Our results, based on several independent genetic markers in tumor-bearing dogs living on five continents, show that CTVT arose from a common ancestral neoplastic cell. Early in its evolution, the clone diverged into two subclades, each of which now has a broad geographic distribution. Many breeds of dog tend to be homozygous for DLA class II genes (Kennedy et al., 2002a), and CTVT is also homozygous for these genes when they are diploid as in subclade 1. Our microsatellite and DLA typing indicate that CTVT first arose in a wolf or in a dog related to the “old” East Asian breeds.

The precise date when CTVT first occurred is difficult to determine. From its indistinguishable histopathology and its ability to grow as an allograft, it is likely that Novinski (1876) studied the same clone, and CTVT could have become established centuries before this date.
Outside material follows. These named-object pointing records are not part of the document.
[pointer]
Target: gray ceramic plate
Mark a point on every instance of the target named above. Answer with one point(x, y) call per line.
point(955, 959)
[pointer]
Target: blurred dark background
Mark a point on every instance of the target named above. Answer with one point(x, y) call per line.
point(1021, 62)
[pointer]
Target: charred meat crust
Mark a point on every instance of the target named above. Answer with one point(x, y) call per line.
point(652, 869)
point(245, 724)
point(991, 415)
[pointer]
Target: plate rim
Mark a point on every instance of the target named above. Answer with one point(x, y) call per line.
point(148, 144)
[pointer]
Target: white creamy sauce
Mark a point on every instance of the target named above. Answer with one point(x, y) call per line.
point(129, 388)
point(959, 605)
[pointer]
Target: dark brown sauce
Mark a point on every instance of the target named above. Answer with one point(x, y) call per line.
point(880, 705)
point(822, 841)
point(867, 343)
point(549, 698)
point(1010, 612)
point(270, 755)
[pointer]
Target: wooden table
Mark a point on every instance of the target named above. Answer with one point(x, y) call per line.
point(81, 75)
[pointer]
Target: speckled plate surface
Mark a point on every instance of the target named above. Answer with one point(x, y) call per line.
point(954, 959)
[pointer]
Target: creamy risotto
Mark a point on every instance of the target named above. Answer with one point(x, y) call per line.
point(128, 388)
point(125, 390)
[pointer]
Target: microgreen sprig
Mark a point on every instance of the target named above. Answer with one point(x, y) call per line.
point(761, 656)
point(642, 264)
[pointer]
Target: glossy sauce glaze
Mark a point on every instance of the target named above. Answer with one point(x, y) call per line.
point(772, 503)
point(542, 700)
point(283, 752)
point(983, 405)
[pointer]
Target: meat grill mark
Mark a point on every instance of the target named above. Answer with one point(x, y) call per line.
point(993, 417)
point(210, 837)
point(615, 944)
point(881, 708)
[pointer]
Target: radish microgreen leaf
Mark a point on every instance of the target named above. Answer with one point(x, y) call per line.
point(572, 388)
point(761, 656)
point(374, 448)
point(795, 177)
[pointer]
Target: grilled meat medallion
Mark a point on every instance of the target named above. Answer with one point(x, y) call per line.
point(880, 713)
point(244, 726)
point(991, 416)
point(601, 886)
Our analysis of divergence of microsatellites indicates that the tumor arose between 200 and 2500 years ago. Whether this time period represents the time the tumor first arose or whether it represents a later bottleneck in the tumor’s dispersion as a parasite cannot be resolved. While this estimated date indicates a relatively recent evolutionary origin, CTVT represents the oldest known mammalian somatic cell in continuous propagation, having undergone countless mitoses and host-to-host transfers.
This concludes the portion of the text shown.